SINGAPUTAR, JakartaHype.com – Fortinet, pemimpin global keamanan siber, hari ini mengumumkan peluncuran Point-of-Presence (PoP) FortiNDR Cloud yang baru di Singapura. Langkah strategis ini bertujuan memperkuat kemampuan deteksi dan respons ancaman (NDR) bagi organisasi di kawasan ASEAN dan Asia-Pasifik, sekaligus menegaskan komitmen investasi berkelanjutan Fortinet di wilayah tersebut.
Peluncuran PoP baru ini krusial mengingat tantangan keamanan yang dihadapi organisasi seiring akselerasi transformasi digital, adopsi model kerja hibrida, dan perluasan konektivitas cloud. Lingkungan yang terdistribusi ini meningkatkan kompleksitas bagi tim keamanan untuk menjaga visibilitas. Selain itu, ancaman siber modern semakin canggih, sering memanfaatkan alat resmi dan platform tepercaya untuk bergerak lateral di dalam jaringan tanpa terdeteksi dalam waktu lama.
Meningkatkan Visibilitas dan Respons Lokal
FortiNDR Cloud PoP yang berlokasi di Singapura menawarkan kemampuan Network Detection and Response (NDR) yang lebih dekat dengan pelanggan regional. Hal ini memungkinkan organisasi meningkatkan visibilitas di lingkungan on-premises, cloud, hibrida, hingga Teknologi Operasional (OT), sekaligus memfasilitasi deteksi dan respons yang lebih cepat terhadap aktivitas mencurigakan.
Sebagai layanan berbasis cloud, FortiNDR Cloud memanfaatkan analitik berbasis kecerdasan buatan (AI), deteksi perilaku, serta intelijen ancaman dari FortiGuard Labs. Platform ini menganalisis lalu lintas jaringan dan metadata untuk mengidentifikasi anomali yang mungkin tersamarkan dalam aktivitas bisnis normal. Dengan demikian, tim keamanan dapat mendeteksi ancaman lebih awal dan secara signifikan mengurangi attacker dwell time (waktu tinggal penyerang) dalam lingkungan mereka.

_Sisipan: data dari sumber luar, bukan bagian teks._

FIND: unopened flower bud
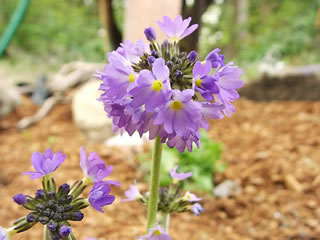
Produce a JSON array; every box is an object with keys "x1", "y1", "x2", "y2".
[
  {"x1": 59, "y1": 225, "x2": 72, "y2": 237},
  {"x1": 35, "y1": 189, "x2": 46, "y2": 199},
  {"x1": 151, "y1": 50, "x2": 160, "y2": 58},
  {"x1": 187, "y1": 51, "x2": 198, "y2": 63},
  {"x1": 144, "y1": 27, "x2": 157, "y2": 42},
  {"x1": 12, "y1": 193, "x2": 27, "y2": 205},
  {"x1": 27, "y1": 212, "x2": 38, "y2": 222},
  {"x1": 70, "y1": 211, "x2": 83, "y2": 221},
  {"x1": 47, "y1": 220, "x2": 58, "y2": 232},
  {"x1": 147, "y1": 56, "x2": 156, "y2": 67},
  {"x1": 38, "y1": 216, "x2": 50, "y2": 225}
]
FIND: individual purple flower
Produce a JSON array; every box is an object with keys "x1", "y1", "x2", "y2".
[
  {"x1": 116, "y1": 40, "x2": 150, "y2": 64},
  {"x1": 59, "y1": 225, "x2": 72, "y2": 237},
  {"x1": 12, "y1": 193, "x2": 27, "y2": 205},
  {"x1": 121, "y1": 185, "x2": 142, "y2": 202},
  {"x1": 24, "y1": 149, "x2": 66, "y2": 179},
  {"x1": 182, "y1": 191, "x2": 202, "y2": 202},
  {"x1": 206, "y1": 48, "x2": 224, "y2": 68},
  {"x1": 129, "y1": 58, "x2": 171, "y2": 112},
  {"x1": 192, "y1": 61, "x2": 219, "y2": 102},
  {"x1": 153, "y1": 89, "x2": 201, "y2": 136},
  {"x1": 89, "y1": 182, "x2": 115, "y2": 212},
  {"x1": 216, "y1": 63, "x2": 244, "y2": 116},
  {"x1": 0, "y1": 227, "x2": 9, "y2": 240},
  {"x1": 157, "y1": 15, "x2": 198, "y2": 41},
  {"x1": 167, "y1": 131, "x2": 200, "y2": 153},
  {"x1": 187, "y1": 51, "x2": 198, "y2": 63},
  {"x1": 96, "y1": 51, "x2": 137, "y2": 101},
  {"x1": 191, "y1": 203, "x2": 204, "y2": 216},
  {"x1": 80, "y1": 147, "x2": 113, "y2": 182},
  {"x1": 138, "y1": 225, "x2": 172, "y2": 240},
  {"x1": 170, "y1": 165, "x2": 192, "y2": 181},
  {"x1": 144, "y1": 27, "x2": 157, "y2": 42}
]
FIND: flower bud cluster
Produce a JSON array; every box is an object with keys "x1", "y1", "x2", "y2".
[
  {"x1": 122, "y1": 166, "x2": 204, "y2": 216},
  {"x1": 97, "y1": 16, "x2": 243, "y2": 152}
]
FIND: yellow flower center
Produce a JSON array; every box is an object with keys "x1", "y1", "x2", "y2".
[
  {"x1": 128, "y1": 73, "x2": 136, "y2": 83},
  {"x1": 152, "y1": 80, "x2": 163, "y2": 92},
  {"x1": 195, "y1": 78, "x2": 202, "y2": 87},
  {"x1": 171, "y1": 101, "x2": 183, "y2": 111}
]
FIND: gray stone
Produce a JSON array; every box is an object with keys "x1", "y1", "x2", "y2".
[
  {"x1": 213, "y1": 179, "x2": 242, "y2": 198},
  {"x1": 72, "y1": 80, "x2": 113, "y2": 143}
]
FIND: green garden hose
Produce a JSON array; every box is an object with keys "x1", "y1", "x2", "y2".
[{"x1": 0, "y1": 0, "x2": 30, "y2": 58}]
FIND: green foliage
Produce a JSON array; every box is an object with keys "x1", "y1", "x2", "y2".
[
  {"x1": 139, "y1": 131, "x2": 226, "y2": 192},
  {"x1": 200, "y1": 0, "x2": 320, "y2": 64},
  {"x1": 0, "y1": 0, "x2": 105, "y2": 63}
]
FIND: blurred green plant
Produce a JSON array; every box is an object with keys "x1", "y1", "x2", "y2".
[{"x1": 138, "y1": 131, "x2": 227, "y2": 193}]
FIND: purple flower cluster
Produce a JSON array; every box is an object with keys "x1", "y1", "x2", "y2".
[{"x1": 97, "y1": 16, "x2": 243, "y2": 152}]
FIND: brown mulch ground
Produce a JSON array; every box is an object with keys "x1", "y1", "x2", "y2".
[{"x1": 0, "y1": 96, "x2": 320, "y2": 240}]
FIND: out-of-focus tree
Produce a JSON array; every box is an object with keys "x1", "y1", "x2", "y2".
[{"x1": 181, "y1": 0, "x2": 214, "y2": 51}]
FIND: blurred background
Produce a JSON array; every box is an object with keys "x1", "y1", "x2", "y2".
[
  {"x1": 0, "y1": 0, "x2": 320, "y2": 240},
  {"x1": 0, "y1": 0, "x2": 320, "y2": 79}
]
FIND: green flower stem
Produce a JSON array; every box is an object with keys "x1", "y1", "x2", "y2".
[
  {"x1": 158, "y1": 212, "x2": 170, "y2": 233},
  {"x1": 147, "y1": 137, "x2": 162, "y2": 231},
  {"x1": 43, "y1": 225, "x2": 51, "y2": 240}
]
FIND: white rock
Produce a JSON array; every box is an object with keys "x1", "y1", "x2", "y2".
[
  {"x1": 72, "y1": 80, "x2": 113, "y2": 142},
  {"x1": 213, "y1": 179, "x2": 242, "y2": 198}
]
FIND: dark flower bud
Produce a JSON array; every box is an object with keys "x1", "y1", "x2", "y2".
[
  {"x1": 38, "y1": 216, "x2": 50, "y2": 225},
  {"x1": 48, "y1": 191, "x2": 57, "y2": 199},
  {"x1": 12, "y1": 193, "x2": 27, "y2": 205},
  {"x1": 59, "y1": 225, "x2": 72, "y2": 237},
  {"x1": 27, "y1": 212, "x2": 38, "y2": 222},
  {"x1": 53, "y1": 213, "x2": 62, "y2": 222},
  {"x1": 167, "y1": 61, "x2": 173, "y2": 69},
  {"x1": 42, "y1": 208, "x2": 51, "y2": 217},
  {"x1": 144, "y1": 27, "x2": 157, "y2": 42},
  {"x1": 36, "y1": 203, "x2": 45, "y2": 213},
  {"x1": 175, "y1": 70, "x2": 183, "y2": 79},
  {"x1": 151, "y1": 50, "x2": 160, "y2": 58},
  {"x1": 47, "y1": 220, "x2": 58, "y2": 232},
  {"x1": 147, "y1": 56, "x2": 156, "y2": 67},
  {"x1": 58, "y1": 183, "x2": 70, "y2": 197},
  {"x1": 64, "y1": 195, "x2": 73, "y2": 204},
  {"x1": 35, "y1": 189, "x2": 46, "y2": 199},
  {"x1": 187, "y1": 51, "x2": 198, "y2": 63},
  {"x1": 70, "y1": 211, "x2": 83, "y2": 221}
]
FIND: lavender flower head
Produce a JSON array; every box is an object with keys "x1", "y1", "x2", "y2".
[
  {"x1": 182, "y1": 191, "x2": 202, "y2": 202},
  {"x1": 0, "y1": 227, "x2": 9, "y2": 240},
  {"x1": 157, "y1": 16, "x2": 198, "y2": 41},
  {"x1": 138, "y1": 225, "x2": 172, "y2": 240},
  {"x1": 80, "y1": 147, "x2": 113, "y2": 182},
  {"x1": 89, "y1": 182, "x2": 115, "y2": 212},
  {"x1": 24, "y1": 149, "x2": 66, "y2": 179},
  {"x1": 170, "y1": 165, "x2": 192, "y2": 182},
  {"x1": 121, "y1": 185, "x2": 142, "y2": 202},
  {"x1": 97, "y1": 16, "x2": 243, "y2": 152},
  {"x1": 12, "y1": 193, "x2": 27, "y2": 205}
]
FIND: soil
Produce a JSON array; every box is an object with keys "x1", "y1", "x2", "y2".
[
  {"x1": 0, "y1": 93, "x2": 320, "y2": 240},
  {"x1": 239, "y1": 75, "x2": 320, "y2": 101}
]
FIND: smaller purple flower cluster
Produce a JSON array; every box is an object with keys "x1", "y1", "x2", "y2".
[
  {"x1": 122, "y1": 166, "x2": 204, "y2": 216},
  {"x1": 97, "y1": 16, "x2": 243, "y2": 152},
  {"x1": 9, "y1": 147, "x2": 120, "y2": 240}
]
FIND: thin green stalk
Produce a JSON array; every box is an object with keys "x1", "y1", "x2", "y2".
[
  {"x1": 43, "y1": 225, "x2": 51, "y2": 240},
  {"x1": 147, "y1": 137, "x2": 162, "y2": 231}
]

Platform ini dirancang untuk menyederhanakan operasional keamanan sekaligus memperkuat visibilitas di lingkungan terkelola maupun tidak terkelola, termasuk perangkat IoT dan OT. Fitur unggulan seperti panduan berbasis AI, kemampuan bahasa alami (natural language), serta fitur retrospective hunting hingga 365 hari, membantu tim Security Operations Center (SOC) melakukan investigasi ancaman secara lebih efisien. Solusi ini juga menyediakan fondasi visibilitas dan data terintegrasi yang esensial bagi organisasi yang ingin mengintegrasikan AI dalam operasional keamanan mereka.
PoP di Singapura ini juga dirancang untuk memenuhi kebutuhan operasional, kinerja, dan kepatuhan regional, didukung oleh intelijen ancaman global dari FortiGuard Labs. Investasi ini memperkuat jejak infrastruktur keamanan siber Fortinet di Asia-Pasifik, memastikan pelanggan dan mitra mendapatkan manfaat layanan keamanan yang disediakan lebih dekat dengan lokasi operasional mereka.
Komitmen Jangka Panjang di Kawasan
Jack Chan, VP, Product Management and Field CTO APAC, Fortinet, menyatakan bahwa investasi di Singapura mencerminkan komitmen jangka panjang perusahaan. "Organisasi di seluruh ASEAN dan Asia-Pasifik beroperasi dalam lingkungan digital yang semakin kompleks. Investasi berkelanjutan Fortinet di Singapura mencerminkan komitmen jangka panjang kami untuk membantu pelanggan membangun ketahanan siber yang lebih kuat melalui kemampuan keamanan terintegrasi berbasis AI yang tersedia lebih dekat dengan lokasi operasional mereka," ujarnya.